The algorithm majority(S) below returns either a pair (m,k), indicating that m is the majority element with k occurrences, or none:

  1. If S is empty, return none; if S has just one element m, then return (m,1). Otherwise:
  2. Make an even split of S into two halves L and R.
  3. Let (m,k) = majority(L), if not none:

    a. Let k' = k + v(m;R).

    b. Return (m,k') if 2 k' > n.

  4. Otherwise let (m,k) = majority(R), if not none:

    a. Let k' = k + v(m;L).

    b. Return (m,k') if 2 k' > n.

  5. Otherwise return none.

Note that the algorithm is still correct even if the split is not an even one. Splitting evenly though is likely to perform better in practice.

Addendum

Made the terminal case explicit in the algorithm description above.
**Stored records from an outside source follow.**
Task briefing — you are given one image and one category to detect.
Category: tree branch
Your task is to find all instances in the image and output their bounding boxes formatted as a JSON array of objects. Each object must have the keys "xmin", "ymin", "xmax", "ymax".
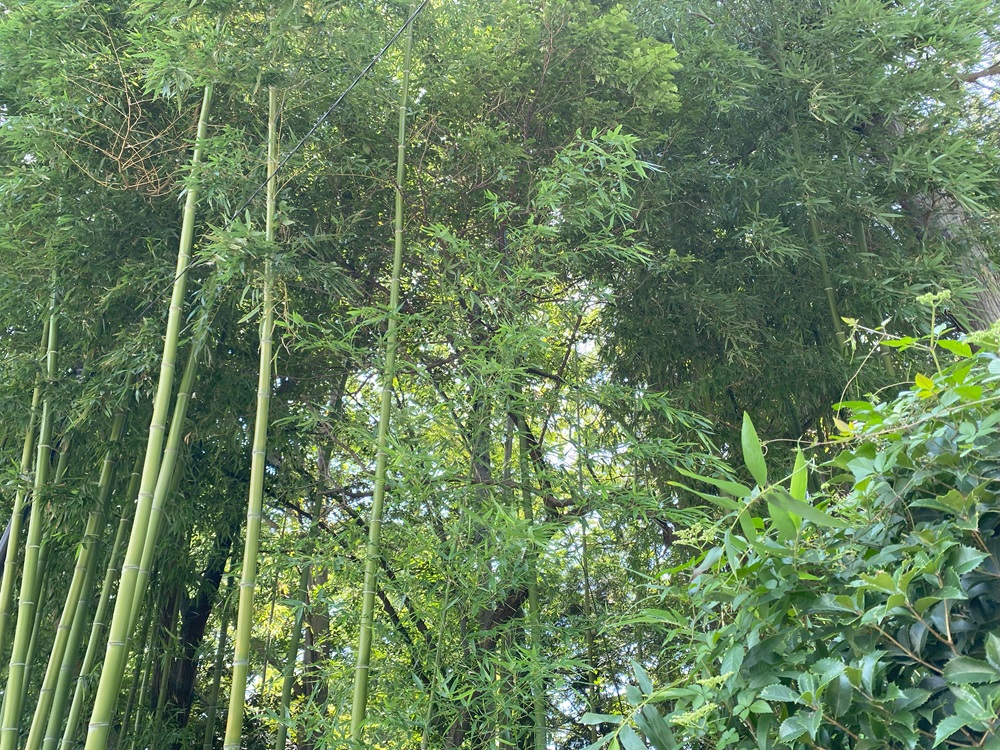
[{"xmin": 962, "ymin": 61, "xmax": 1000, "ymax": 82}]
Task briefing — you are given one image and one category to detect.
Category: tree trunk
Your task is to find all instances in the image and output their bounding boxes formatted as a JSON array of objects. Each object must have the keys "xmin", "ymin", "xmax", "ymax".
[{"xmin": 165, "ymin": 515, "xmax": 239, "ymax": 727}]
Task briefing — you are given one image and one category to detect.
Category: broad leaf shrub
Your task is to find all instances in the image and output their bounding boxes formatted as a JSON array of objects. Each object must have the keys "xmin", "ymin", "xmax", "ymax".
[{"xmin": 592, "ymin": 334, "xmax": 1000, "ymax": 750}]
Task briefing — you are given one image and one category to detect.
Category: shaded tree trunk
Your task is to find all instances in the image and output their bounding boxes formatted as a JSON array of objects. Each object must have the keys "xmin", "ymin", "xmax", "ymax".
[{"xmin": 165, "ymin": 513, "xmax": 240, "ymax": 727}]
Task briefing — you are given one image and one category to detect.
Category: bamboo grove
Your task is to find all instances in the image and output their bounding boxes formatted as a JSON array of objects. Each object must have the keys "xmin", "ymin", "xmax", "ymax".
[{"xmin": 0, "ymin": 0, "xmax": 997, "ymax": 749}]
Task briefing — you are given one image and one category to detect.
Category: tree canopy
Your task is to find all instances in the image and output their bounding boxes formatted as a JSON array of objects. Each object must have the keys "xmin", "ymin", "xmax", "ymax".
[{"xmin": 0, "ymin": 0, "xmax": 997, "ymax": 748}]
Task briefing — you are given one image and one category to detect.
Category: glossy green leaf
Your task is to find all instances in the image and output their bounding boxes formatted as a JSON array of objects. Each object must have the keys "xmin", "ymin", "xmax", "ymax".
[
  {"xmin": 943, "ymin": 656, "xmax": 1000, "ymax": 684},
  {"xmin": 789, "ymin": 449, "xmax": 807, "ymax": 501},
  {"xmin": 825, "ymin": 674, "xmax": 853, "ymax": 718},
  {"xmin": 759, "ymin": 684, "xmax": 799, "ymax": 702},
  {"xmin": 951, "ymin": 546, "xmax": 989, "ymax": 575},
  {"xmin": 766, "ymin": 500, "xmax": 797, "ymax": 542},
  {"xmin": 938, "ymin": 339, "xmax": 972, "ymax": 358},
  {"xmin": 986, "ymin": 634, "xmax": 1000, "ymax": 672},
  {"xmin": 625, "ymin": 685, "xmax": 643, "ymax": 706},
  {"xmin": 635, "ymin": 706, "xmax": 676, "ymax": 750},
  {"xmin": 777, "ymin": 715, "xmax": 807, "ymax": 743},
  {"xmin": 632, "ymin": 661, "xmax": 653, "ymax": 695},
  {"xmin": 582, "ymin": 733, "xmax": 616, "ymax": 750},
  {"xmin": 933, "ymin": 715, "xmax": 967, "ymax": 747}
]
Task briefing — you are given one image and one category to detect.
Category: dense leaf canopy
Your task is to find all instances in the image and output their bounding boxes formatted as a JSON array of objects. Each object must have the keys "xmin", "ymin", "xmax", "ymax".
[{"xmin": 0, "ymin": 0, "xmax": 996, "ymax": 748}]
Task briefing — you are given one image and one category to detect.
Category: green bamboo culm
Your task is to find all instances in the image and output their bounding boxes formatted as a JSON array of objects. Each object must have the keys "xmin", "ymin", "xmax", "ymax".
[
  {"xmin": 518, "ymin": 423, "xmax": 546, "ymax": 750},
  {"xmin": 773, "ymin": 28, "xmax": 846, "ymax": 353},
  {"xmin": 83, "ymin": 84, "xmax": 213, "ymax": 750},
  {"xmin": 117, "ymin": 591, "xmax": 154, "ymax": 748},
  {"xmin": 21, "ymin": 537, "xmax": 52, "ymax": 707},
  {"xmin": 25, "ymin": 404, "xmax": 129, "ymax": 750},
  {"xmin": 221, "ymin": 85, "xmax": 280, "ymax": 750},
  {"xmin": 421, "ymin": 535, "xmax": 456, "ymax": 750},
  {"xmin": 0, "ymin": 322, "xmax": 48, "ymax": 658},
  {"xmin": 1, "ymin": 272, "xmax": 60, "ymax": 749},
  {"xmin": 201, "ymin": 576, "xmax": 233, "ymax": 750},
  {"xmin": 127, "ymin": 284, "xmax": 217, "ymax": 638},
  {"xmin": 56, "ymin": 456, "xmax": 141, "ymax": 750},
  {"xmin": 20, "ymin": 434, "xmax": 68, "ymax": 704},
  {"xmin": 273, "ymin": 566, "xmax": 308, "ymax": 750},
  {"xmin": 349, "ymin": 4, "xmax": 416, "ymax": 740}
]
Some sample C++ code:

struct majority_t {
    int m; // majority element
    size_t k; // multiplicity of m; zero => no majority element

    constexpr majority_t(): m(0), k(0) {}
    constexpr majority_t(int m_,size_t k_): m(m_), k(k_) {}

    explicit operator bool() const { return k>0; }
};

static constexpr majority_t no_majority;

size_t multiplicity(int x,const int *arr,size_t n) {
    if (n==0) return 0;
    else if (n==1) return arr[0]==x?1:0;

    size_t r=n/2;
    return multiplicity(x,arr,r)+multiplicity(x,arr+r,n-r);
}

majority_t majority(const int *arr,size_t n) {
    if (n==0) return no_majority;
    else if (n==1) return majority_t(arr[0],1);

    size_t r=n/2;
    majority_t left=majority(arr,r);
    if (left) {
        left.k+=multiplicity(left.m,arr+r,n-r);
        if (left.k>r) return left;
    }

    majority_t right=majority(arr+r,n-r);
    if (right) {
        right.k+=multiplicity(right.m,arr,r);
        if (right.k>r) return right;
    }

    return no_majority;
}
2
votes

A simpler divide and conquer algorithm works for the case that there exists more than 1/2 elements which are the same and there are n = 2^k elements for some integer k.

FindMost(A, startIndex, endIndex)
{  // input array A

if (startIndex == endIndex)  // base case
        return A[startIndex]; 
x = FindMost(A, startIndex, (startIndex + endIndex - 1)/2);
y = FindMost(A, (startIndex + endIndex - 1)/2 + 1, endIndex);

if (x == null && y == null) 
    return null;
else if (x == null && y != null) 
    return y;
else if (x != null && y == null) 
    return x;
else if (x != y) 
    return null;
else return x

}

This algorithm could be modified so that it works for n which is not exponent of 2, but boundary cases must be handled carefully.

0
votes

Lets say the array is 1, 2, 1, 1, 3, 1, 4, 1, 6, 1.

If an array contains more than half of elements same then there should be a position where the two consecutive elements are same.

In the above example observe 1 is repeated more than half times. And the indexes(index start from 0) index 2 and index 3 have same element.